Your puppy will have to know early on that living with you comes with rules. Restrictions are good for a dog as long as they enjoy freedoms too.

So, before you bring the puppy home, talk with the rest of the house members about what is allowed and what is not: Can the dog be on the couch or not? Which rooms will be open for the dog? What are the feeding times? (At least three times a day for a young puppy.) Where is the dog’s personal space going to be? Who will be in charge and of what? What vocabulary do we all use?

Then train. A soon as your puppy feels like home, start the training. This way, puppies learn to understand that they are not the center of the world and that cooperation is needed. They learn that your voice matters. 

And perhaps the most important piece of advice for today, do not fall for the easy path of dominance. That’s lazy. Be the leader your dog will want to look up to for guidance. Have you heard about positive reinforcement? That’s the way to go. 


4. Expect mess 

Your puppy will most probably cause a cute mess. She/he has little sense of what boundaries are yet. Playfulness and curiosity can get puppies very mischievous.

If you expect a puppy, expect a mess. 

Pretty much everything that exists signals playtime. Your puppy will likely want to pull your sheets, chew on your nightstand, rip up your cushions, ‘read’ your books, see what’s in the fireplace, or wrestle with your plants. What’s more, there is no right time and place for puppies to pee, they just pee. Keep your mop at hand and don’t shout. You are going to make it worse. 

Shouting at a newly brought-in puppy is a bad idea. You need a strong basis of trust and love before you show that you can be tougher. 

Instead, train, take precaution, and puppy-proof your house. For your dog’s safety, the longevity of your belongings, and the sake of your nervous system. 

5. Get the essentials 

There is a lot of advice online about what you should get for your puppy, and most of it includes a lot of money for unnecessary items. For example you don’t need to buy a puppy blanket. If you are able to stay warm at home, your puppy will have no problems with cold. If you find your puppy feeling cold you will work it out better that buying an overpriced puppy blanket from the pet store. For example, give them an old sweater. 

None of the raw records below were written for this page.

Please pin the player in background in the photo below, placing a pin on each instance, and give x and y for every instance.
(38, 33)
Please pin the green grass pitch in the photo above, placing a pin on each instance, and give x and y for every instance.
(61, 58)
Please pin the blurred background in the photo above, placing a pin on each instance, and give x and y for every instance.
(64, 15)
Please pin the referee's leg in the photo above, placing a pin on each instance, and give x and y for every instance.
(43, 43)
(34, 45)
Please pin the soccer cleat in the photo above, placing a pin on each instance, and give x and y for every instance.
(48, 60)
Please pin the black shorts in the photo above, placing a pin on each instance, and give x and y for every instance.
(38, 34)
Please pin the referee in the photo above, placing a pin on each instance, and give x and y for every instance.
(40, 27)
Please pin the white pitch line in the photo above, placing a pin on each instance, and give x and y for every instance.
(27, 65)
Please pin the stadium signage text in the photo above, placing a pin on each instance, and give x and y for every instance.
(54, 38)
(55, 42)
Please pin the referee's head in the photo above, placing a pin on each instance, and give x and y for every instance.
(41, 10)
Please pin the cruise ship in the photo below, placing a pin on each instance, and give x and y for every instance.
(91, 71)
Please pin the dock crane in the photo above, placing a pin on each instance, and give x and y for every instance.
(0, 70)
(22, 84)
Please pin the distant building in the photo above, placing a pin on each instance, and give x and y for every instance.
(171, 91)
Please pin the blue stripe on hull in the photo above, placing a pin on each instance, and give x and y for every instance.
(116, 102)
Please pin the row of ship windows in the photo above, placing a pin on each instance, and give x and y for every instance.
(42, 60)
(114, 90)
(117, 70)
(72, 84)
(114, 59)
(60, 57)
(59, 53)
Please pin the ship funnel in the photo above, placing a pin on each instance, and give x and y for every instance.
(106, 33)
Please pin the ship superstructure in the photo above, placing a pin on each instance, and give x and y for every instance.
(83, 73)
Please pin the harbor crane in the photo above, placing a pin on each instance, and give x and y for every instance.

If tomorrow is the day your new dog comes home get these: 

  • Food. I searched the whole internet about this before I got my first dog. If you ask 20 experts you will likely get 20 different answers. What is good food for my dog might be less good for yours. A suitable diet (raw/dry/cooked meals) for my dog can be detrimental (I have seen it) for yours. I went from a super premium dog food to a less premium one and it sat better with my dog. So, don’t fall right away for the grain-free, super holistic, human-grade, organic, best food in the market. You might have to change a brand or two before you find the one. One is for sure, your new dog will need good food soon after they come in. This will warm their heart.
  • A nice bed. Give your dog some personal space. A bed, a corner that will be theirs. You don’t need to buy those overpriced beds for dogs. Be creative. Find old pillows and cushions and create a cozy corner. Old cushions are a better start if you expect a puppy that likes to rip up fluffy stuff and pees everywhere.
  • 2 Bowls. For food and water.
  • Toys. Puppies are either asleep or playful. Since we can’t constantly be there to play with them, they need some interesting and fun toys to keep them busy. Chewing toys are the best.
  • Harness and leash. Don’t spend much here because your dog(s) will need new equipment as they grow bigger.

After a few days and nights, your dog will be feeling like home. They won’t be missing their siblings or their mom. They will have you.  

Now is a good time for your first visit to the vet.